If you lost count, that’s four nominations in the past few years. And did we mention that she is only 25 years old? She is the youngest person to hold that distinction.
Way to go, Katniss!
The world is pulling for you, Leo!
If ever there was a sentimental favorite, it’s Leonardo DiCaprio.
The prodigious actor has gotten five nominations. Every single time, fans clamor for him to win, and this year is no different.
DiCaprio is nominated for best actor this year for his role in “The Revenant,” and there is sure to be a mighty roar if he takes home the gold. After all, the dude slept in animal carcasses in freezing temps and ate some pretty disgusting stuff for his role as a 19th-century frontiersman out for revenge. That’s got to be worth something, right?
Make room for ‘Room.’
The critically acclaimed film about a woman and boy held captive for years didn’t receive some of the pre-nomination chatter that some bigger films did, but it still did well.

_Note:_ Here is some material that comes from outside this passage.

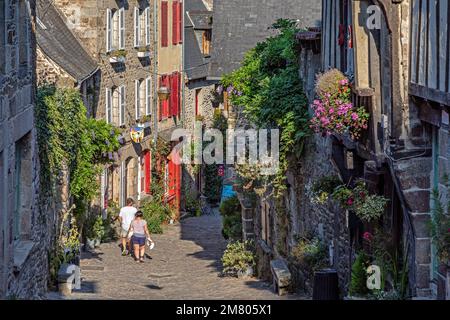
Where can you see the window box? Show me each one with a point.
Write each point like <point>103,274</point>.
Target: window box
<point>118,56</point>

“Room” racked up four nominations: best actress for Brie Larson, best director for Lenny Abrahamson, best adapted screenplay for Emma Donoghue (who also wrote the novel the film is based on) and best picture.
Vanity Fair’s Katey Rich wrote that while “Room” received a standing ovation at the Toronto International Film Festival, where it won the audience award, it was still overlooked because “it somehow didn’t feel … Oscar-y.”

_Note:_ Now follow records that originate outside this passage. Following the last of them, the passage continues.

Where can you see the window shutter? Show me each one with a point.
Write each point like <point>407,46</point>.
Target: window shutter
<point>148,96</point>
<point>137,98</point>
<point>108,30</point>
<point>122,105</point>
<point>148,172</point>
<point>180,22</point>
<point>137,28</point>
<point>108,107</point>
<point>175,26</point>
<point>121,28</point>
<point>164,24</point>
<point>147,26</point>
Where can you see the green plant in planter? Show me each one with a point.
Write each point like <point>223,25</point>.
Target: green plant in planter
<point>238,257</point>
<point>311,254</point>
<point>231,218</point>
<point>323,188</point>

“The audience award changes that — the winner of that prize in Toronto has gone on to be a best-picture Oscar nominee six of the last seven years,” Rich wrote. “But ‘Room’ is still a major outlier in the awards conversation; as a two-hander between a 25-year-old woman and an 8-year-old boy (with some excellent supporting work from Joan Allen), it has no major role for an adult male actor. If it becomes a best-picture nominee, it will be only the second film in the last decade to fit that very specific — but very important — statistic.”
No big awards for ‘Star Wars’ or ‘Compton.’

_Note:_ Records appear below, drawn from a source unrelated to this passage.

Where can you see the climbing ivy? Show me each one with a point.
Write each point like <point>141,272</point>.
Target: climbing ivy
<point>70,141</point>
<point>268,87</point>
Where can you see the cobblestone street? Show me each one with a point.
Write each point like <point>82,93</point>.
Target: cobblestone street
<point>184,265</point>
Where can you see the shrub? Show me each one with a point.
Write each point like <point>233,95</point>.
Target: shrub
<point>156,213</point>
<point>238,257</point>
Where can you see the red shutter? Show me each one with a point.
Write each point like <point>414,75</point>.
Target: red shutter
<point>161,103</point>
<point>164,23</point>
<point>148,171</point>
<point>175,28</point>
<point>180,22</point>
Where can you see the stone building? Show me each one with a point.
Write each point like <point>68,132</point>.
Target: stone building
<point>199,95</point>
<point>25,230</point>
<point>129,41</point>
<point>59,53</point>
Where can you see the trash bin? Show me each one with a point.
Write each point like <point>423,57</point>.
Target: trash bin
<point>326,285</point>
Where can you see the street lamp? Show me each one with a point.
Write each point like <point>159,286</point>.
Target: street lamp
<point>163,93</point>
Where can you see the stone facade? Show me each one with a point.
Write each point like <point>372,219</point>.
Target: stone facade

N.W.A would say that’s some $%*# that “Straight Outta Compton,” the very popular biopic about the rap group, received only an original screenplay nomination despite winning raves from both fans and critics.
Meanwhile, “Star Wars: The Force Awakens” got love in the technical categories with nominations for film editing, sound editing, sound mixing, visual effects and original score but was overlooked for best picture.
Still, give the Force some credit: Composer John Williams received his 50th nomination, making him the most-nominated person alive.